COMO UM SONHO QUE PASSOU

Era uma vez. Não, não são apenas os contos de fadas que começam assim. As histórias da vida real também. Mas, só aquelas que aconteceram há muitos e muitos anos, quando a gente ainda acreditava na vida, no futuro, no romantismo, no brilho da lua cheia refletido na água, num raio de sol colorido se pondo no horizonte longínquo.

Então, era uma vez uma princesinha, pois ao nascer a natureza fez questão de moldá-la de forma quase perfeita, dando-lhe todos os detalhes para torná-la quase indescritível. A princesinha possuía olhos tão verdes que pareciam esmeraldas cintilantes, daquelas que só podem ser vistas em vitrinas raras, para poucos. O seu olhar brilhava ao longe, hipnotizando. Devem continuar assim, mesmo com as marcas dos anos, das desilusões, das peças que a vida prega, do amor sonhado à triste realidade do cotidiano.
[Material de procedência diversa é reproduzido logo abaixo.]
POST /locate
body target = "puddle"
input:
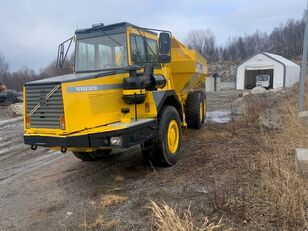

Ah, como as coisas mudam. Se fosse possível prever o futuro!

Mas, talvez esse detalhe seja justamente o tempero da existência.

A princesinha possuía um rosto meio e macio como o veludo, branco como as jovens que ainda teimam em enfeitar o céu das noites de inverno, tecendo meandros com as estrelas que remetem aos sonhos de outros tempos! O rosto era, ainda, levemente rosado. Talvez a refletissem discretamente os raios de sol que a beijavam todas as manhãs. Os lábios eram perfeitos e faziam brotar sorrisos meigos, quase acanhados, mas luminosos, refletindo a ingenuidade que existia em seu coração de quase menina! Quem sabe o que o tempo fez com eles. Afinal, décadas se passaram!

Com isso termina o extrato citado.